L'ultime feuillet autographe du dernier des Cahiers de Paris (mars 1948) parle d'un «personnage» qui, chaque matin, revient «accomplir sa / révoltante, criminelle/ et assassine / fonction» : «continuer à / faire de moi / cet envoûté / éternel / etc. etc.». Aucune oeuvre sans doute ne s'est terminée ainsi, hantée par un immuable dessaisissement, possédée par le retour du même et l'emprise de l'autre. Mais quelles phrases l'ont inaugurée ? Quels chemins a-t-elle empruntés ? Quels paysages a-t-elle traversés ? Quelles vies, quelles morts a-t-elle imaginées ? Quelles interruptions ? Quelles effractions ?

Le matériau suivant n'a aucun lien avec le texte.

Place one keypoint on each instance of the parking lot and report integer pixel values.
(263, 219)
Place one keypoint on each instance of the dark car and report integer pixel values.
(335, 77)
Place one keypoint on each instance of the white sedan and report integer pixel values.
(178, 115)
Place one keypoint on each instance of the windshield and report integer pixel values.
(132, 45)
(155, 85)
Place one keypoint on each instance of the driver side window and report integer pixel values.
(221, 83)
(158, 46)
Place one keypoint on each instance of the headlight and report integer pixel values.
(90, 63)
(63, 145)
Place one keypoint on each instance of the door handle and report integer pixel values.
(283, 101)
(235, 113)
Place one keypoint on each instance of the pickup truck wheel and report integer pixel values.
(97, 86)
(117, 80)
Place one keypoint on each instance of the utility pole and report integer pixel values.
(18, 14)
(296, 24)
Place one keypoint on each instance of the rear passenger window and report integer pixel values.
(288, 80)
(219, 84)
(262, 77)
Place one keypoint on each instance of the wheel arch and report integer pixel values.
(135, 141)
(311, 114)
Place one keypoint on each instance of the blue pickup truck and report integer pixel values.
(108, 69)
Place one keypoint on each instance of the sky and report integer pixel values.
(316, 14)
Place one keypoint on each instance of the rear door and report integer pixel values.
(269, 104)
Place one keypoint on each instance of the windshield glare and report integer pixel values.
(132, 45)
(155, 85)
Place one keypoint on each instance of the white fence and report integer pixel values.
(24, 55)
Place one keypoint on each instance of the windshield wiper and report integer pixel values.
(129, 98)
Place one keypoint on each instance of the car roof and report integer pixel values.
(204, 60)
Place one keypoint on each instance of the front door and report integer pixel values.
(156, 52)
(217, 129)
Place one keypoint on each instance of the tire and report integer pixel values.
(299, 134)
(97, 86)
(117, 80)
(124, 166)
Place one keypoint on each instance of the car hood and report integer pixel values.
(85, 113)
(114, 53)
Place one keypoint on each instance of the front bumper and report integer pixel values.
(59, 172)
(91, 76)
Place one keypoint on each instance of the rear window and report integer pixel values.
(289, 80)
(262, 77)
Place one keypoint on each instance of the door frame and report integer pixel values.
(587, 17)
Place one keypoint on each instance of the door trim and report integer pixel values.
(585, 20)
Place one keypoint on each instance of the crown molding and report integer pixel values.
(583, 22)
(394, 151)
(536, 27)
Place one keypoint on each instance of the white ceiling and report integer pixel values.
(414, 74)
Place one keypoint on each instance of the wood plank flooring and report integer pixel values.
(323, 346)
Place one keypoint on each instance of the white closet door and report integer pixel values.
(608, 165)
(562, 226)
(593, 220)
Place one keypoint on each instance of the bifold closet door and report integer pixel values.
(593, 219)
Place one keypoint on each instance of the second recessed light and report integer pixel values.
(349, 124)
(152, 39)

Ces lieux d'écriture sont la matière de cet ouvrage. Mémoire du corps, souffle du chant, scansion de la voix gomment la plate linéarité des faits. «Parce que de temps en temps la vie, cher Peter Watson, fait un saut, mais cela n'est jamais écrit dans l'histoire et je n'ai jamais écrit que pour fixer et perpétuer la mémoire de ces coupures, de ces scissions, de ces ruptures, de ces chutes brusques et sans fond.»
Une telle oeuvre fait époque et césure.
Présentation de l'éditeur :
Les villes de Marseille et de Paris, le Mexique précolombien et l'Irlande archaïque, les asiles de Sotte-ville-les-Rouen, de Sainte-Anne, de Ville-Evrard et de Rodez puis la maison de santé d'Ivry jalonnent l'existence d'Antonin Artaud (1896-1948). Ces lieux, esquissant le cadastre d'une vie, marquent le déploiement d'une oeuvre essentielle. Artaud se cherche dans le tracé d'une écriture vive. Toute mesure délaissée, il se désigne sous les traits de «l'imaginatif noir», «jamais situé, jamais défini». Formant la matière de ce livre, les avancées, les écarts, les détours d'Artaud dessinent l'espace éclaté de sa singulière «biographie».